Un altro motivo che incide è la conoscenza, meglio, la mancanza di conoscenza. Questa può essere determinata o dalla pessima strategia commerciale delle startup o dalla mancanza di sensibilità da parte del TPI. Quando il titolare non ha la sensibilità, dovrebbe essere qualcun altro a farne le veci. Potrebbe essere il commercialista, il contabile interno in azienda…insomma qualcuno che possa consigliare l’imprenditore. Esempio: quando faccio rifornimento di carburante e il gestore ha un pos gsm (!!) o quando in qualsiasi negozio di vendita (alimentari e non) o non c’è il pos (qui siamo alla follia) o c’è sempre il famigerato gsm. Loro del mobile pos non sanno nulla, non sanno che costa meno del pos tradizionale, che funziona con il loro tablet e quindi è più veloce, sicuro e funge anche da gestore delle vendite con la possibilità di avere dati sui clienti/transato/ecc in modo molto più accessibile così da poter conoscere meglio i propri clienti.
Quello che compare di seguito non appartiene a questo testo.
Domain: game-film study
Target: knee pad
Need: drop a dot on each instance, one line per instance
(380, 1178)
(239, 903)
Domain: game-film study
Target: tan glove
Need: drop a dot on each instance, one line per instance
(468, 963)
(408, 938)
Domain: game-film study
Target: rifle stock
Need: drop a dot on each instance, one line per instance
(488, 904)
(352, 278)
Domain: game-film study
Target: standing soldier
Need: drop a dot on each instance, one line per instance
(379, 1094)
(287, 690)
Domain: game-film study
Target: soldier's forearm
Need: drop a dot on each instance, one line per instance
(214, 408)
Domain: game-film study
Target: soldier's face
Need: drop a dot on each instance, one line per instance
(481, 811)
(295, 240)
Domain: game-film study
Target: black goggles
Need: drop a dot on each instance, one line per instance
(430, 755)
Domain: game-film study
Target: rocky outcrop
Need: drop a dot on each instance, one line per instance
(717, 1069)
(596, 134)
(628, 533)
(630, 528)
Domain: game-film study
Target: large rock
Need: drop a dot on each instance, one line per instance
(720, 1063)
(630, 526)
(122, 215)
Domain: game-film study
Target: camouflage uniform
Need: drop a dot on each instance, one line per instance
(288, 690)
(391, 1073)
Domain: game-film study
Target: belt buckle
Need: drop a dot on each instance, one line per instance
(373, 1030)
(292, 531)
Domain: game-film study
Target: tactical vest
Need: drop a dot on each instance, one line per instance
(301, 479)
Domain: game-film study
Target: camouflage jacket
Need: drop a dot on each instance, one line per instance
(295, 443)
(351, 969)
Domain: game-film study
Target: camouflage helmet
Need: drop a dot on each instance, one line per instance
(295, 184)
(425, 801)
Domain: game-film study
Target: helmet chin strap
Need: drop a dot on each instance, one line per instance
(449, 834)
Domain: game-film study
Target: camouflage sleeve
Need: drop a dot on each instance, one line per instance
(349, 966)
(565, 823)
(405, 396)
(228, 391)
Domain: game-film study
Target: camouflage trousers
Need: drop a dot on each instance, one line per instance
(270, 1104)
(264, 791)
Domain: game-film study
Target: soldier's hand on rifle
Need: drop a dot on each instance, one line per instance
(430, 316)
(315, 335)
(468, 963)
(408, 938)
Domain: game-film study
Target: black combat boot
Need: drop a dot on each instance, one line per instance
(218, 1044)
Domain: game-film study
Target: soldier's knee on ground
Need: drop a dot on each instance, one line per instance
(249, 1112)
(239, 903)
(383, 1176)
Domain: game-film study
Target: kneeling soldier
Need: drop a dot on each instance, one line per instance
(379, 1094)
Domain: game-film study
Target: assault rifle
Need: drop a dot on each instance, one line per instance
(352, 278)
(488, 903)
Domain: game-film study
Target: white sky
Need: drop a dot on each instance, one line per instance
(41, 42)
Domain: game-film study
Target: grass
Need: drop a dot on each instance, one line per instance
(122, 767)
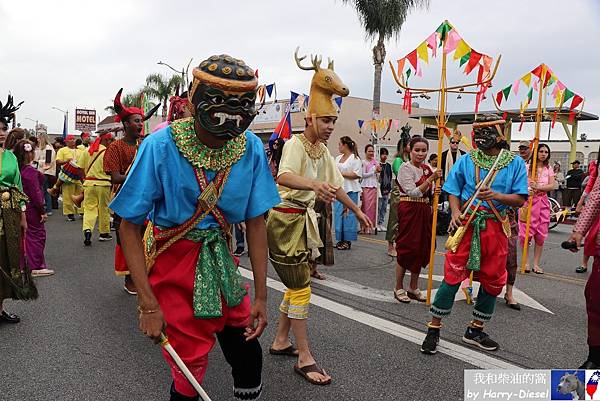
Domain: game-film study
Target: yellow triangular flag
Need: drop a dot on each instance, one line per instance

[Il caso del mobile Pos è il classico caso di grave errore strategico da parte delle startup. Loro fanno spesso un grave errore –> non avere investito i danari che hanno ricevuto dagli investitori in marketing per prendere i clienti. E se sul marketing erano scarsi, sul commerciale pessimi! Ormai è storia e le banche e/o i gestori hanno oramai acquisito il mPos mettendo fuori gioco le startup]
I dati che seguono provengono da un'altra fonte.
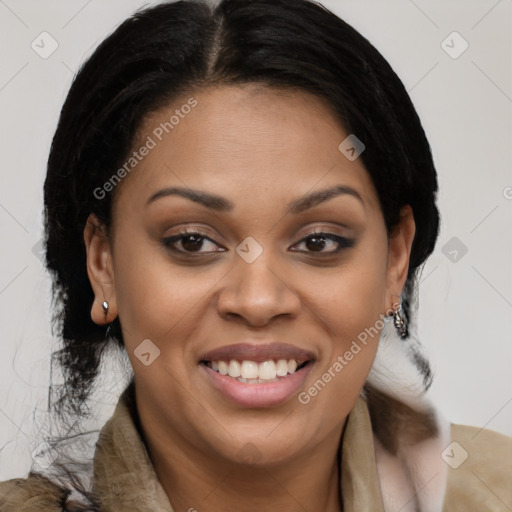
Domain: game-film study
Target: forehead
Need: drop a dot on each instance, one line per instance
(244, 142)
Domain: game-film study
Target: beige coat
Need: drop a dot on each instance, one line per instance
(124, 479)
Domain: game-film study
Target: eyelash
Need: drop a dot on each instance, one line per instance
(343, 243)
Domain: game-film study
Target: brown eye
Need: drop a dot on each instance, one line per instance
(192, 242)
(323, 243)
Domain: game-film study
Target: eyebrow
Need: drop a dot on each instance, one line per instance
(211, 201)
(219, 203)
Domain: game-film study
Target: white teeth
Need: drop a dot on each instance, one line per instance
(267, 370)
(282, 368)
(234, 369)
(223, 367)
(249, 370)
(255, 372)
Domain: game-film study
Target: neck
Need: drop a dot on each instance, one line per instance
(195, 481)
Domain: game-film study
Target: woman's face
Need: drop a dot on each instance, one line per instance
(245, 240)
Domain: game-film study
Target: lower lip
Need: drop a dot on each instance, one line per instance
(258, 395)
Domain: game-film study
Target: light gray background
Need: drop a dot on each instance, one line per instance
(464, 103)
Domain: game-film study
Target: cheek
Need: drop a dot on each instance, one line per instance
(156, 300)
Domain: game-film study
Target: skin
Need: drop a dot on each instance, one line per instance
(260, 149)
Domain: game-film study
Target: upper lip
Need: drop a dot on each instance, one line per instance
(258, 352)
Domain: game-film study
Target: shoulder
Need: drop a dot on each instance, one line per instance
(480, 470)
(32, 494)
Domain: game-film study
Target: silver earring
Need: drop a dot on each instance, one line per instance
(399, 322)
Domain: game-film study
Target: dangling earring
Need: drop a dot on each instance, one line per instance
(399, 322)
(109, 326)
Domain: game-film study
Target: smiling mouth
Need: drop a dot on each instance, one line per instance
(253, 372)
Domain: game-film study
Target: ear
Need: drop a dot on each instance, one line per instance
(400, 243)
(100, 271)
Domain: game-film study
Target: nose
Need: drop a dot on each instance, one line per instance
(257, 294)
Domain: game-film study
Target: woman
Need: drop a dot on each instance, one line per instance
(241, 197)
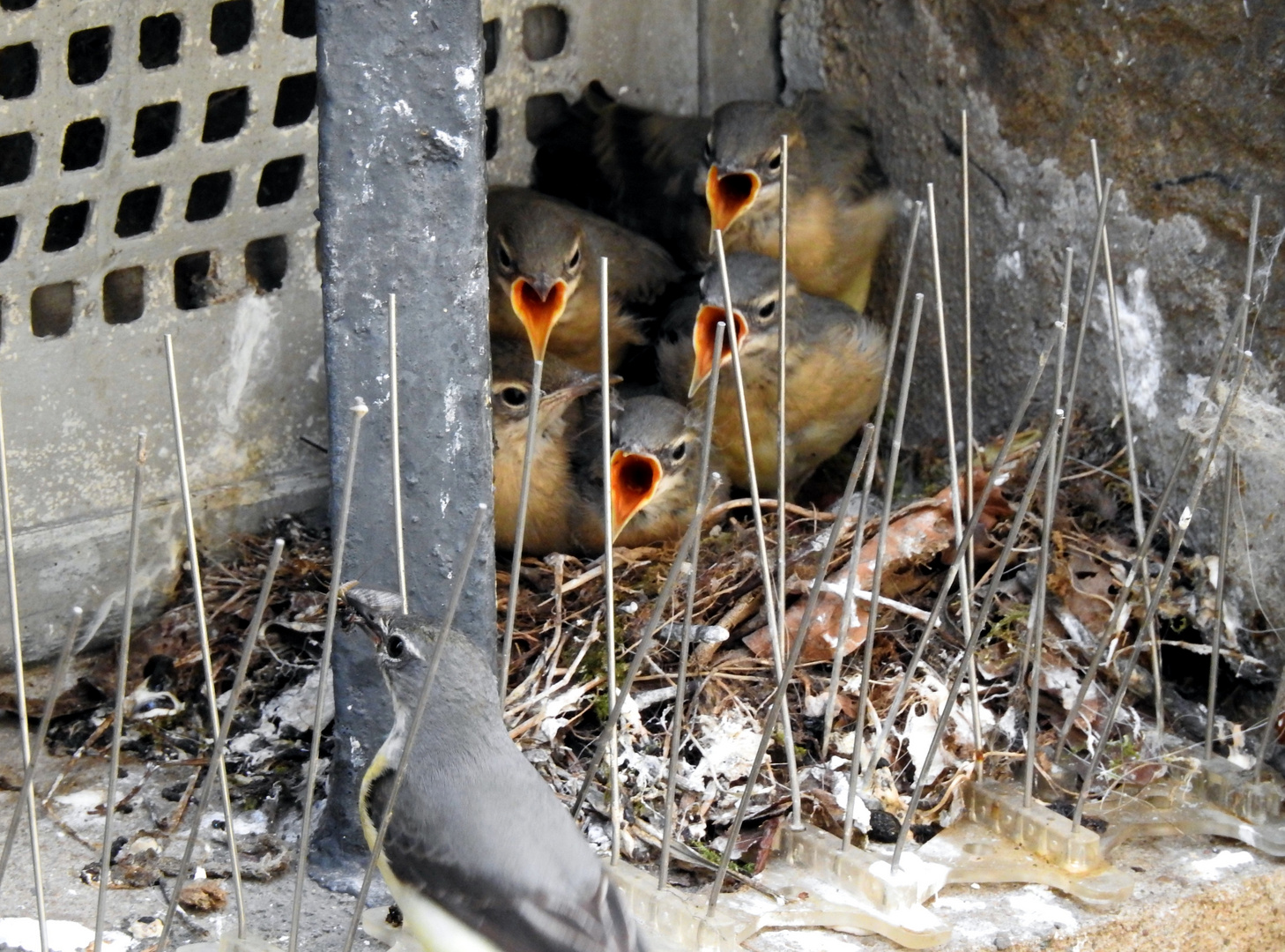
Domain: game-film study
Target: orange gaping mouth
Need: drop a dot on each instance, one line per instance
(635, 478)
(539, 314)
(703, 336)
(729, 196)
L’alba di un nuovo mondo, come frase, viene pronunciata da Carlo durante i vari scenari di fintech ma esattamente subito dopo aver parlato di bitcoin e Blockchain.
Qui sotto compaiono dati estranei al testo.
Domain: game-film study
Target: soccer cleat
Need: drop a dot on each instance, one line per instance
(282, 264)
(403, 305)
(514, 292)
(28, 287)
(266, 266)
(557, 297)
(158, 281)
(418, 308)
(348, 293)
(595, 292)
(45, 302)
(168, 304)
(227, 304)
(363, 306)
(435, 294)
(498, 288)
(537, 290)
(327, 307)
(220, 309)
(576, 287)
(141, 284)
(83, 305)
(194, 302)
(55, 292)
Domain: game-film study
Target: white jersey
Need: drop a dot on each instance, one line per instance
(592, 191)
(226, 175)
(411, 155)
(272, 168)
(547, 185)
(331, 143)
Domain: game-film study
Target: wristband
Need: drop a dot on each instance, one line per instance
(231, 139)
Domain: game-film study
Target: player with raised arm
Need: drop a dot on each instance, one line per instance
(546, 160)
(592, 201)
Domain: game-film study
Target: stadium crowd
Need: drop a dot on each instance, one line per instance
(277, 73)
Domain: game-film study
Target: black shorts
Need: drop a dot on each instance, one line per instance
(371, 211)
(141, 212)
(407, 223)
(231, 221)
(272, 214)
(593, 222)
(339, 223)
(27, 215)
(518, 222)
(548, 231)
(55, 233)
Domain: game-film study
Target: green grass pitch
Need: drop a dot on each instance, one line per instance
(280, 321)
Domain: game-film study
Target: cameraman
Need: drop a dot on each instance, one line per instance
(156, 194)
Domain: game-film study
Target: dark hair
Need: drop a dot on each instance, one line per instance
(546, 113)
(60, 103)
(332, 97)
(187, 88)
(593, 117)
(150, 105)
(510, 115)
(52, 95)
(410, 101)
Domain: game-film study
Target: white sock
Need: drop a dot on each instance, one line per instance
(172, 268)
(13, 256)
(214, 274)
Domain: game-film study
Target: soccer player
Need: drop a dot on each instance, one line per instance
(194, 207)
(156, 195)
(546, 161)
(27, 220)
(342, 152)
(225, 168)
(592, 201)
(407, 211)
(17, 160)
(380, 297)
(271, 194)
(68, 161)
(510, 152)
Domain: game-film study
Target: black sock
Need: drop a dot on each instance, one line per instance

E a proposito di consapevolezza…venerdì 24 febbraio 2017 ho partecipato a un convegno della BFP (Bitcoin Foundation Puglia) perché ne voglio sapere di più e cogliere i nuovi trend utili per me e i TPI. In Puglia, a Molfetta presso l’Hotel Nettuno, una bella location, ben arredata con un parterre di formatori composto dai fondatori dell’Associazione, tutti ragazzi in gamba ed entusiasti, e una discreta platea.
Insomma, non eravamo tantissimi, ma eravamo CONSAPEVOLI!

Ma come poteva essere diverso nel Paese dove i mass media ti riempiono il cervello con la scissione del PD, con Sanremo e le Isole dei Famosi, Roma-Raggi e 5 stelle, la Pubblica amministrazione pronta ad assumere (ancora?!) e Renzi che torna dalla Silicon Valley e sembra non averci capito granché? Poi abbiamo una politica che ostacola l’innovazione (vedi caso Uber e Flixbus) e mass media che si occupano di economia e finanza che non colgono (o non vogliono?) il significato di Bitcoin. Al riguardo, è recentissimo un articolo de Il SOLE 24 ORE, con risposta garbata di Assobit e ribattuta rozza del vicedirettore! Sintetizzo qui riportando il post di un arguto e tosto torinese (Stefano Bassi) che non le manda a dire e che cura un blog da seguire assolutamente!

Il bitcoin è una moneta virtuale, oggi molto volatile (e quindi speculativa, verissimo), senza una Banca Centrale a capo e che sta entrando nella vita reale. E’ anche un mezzo di pagamento, stanno sorgendo i primi ATM per prelevare e poi si basa su una struttura, la Blockchain, che potenzialmente può rivoluzionare molti settori.

Tra i partecipanti come me, molti erano TPI e volevano capire, comprendere per essere pronti…volevano essere CONSAPEVOLI!

Insomma, il nuovo mondo si vede, è lì…siamo solo all’alba!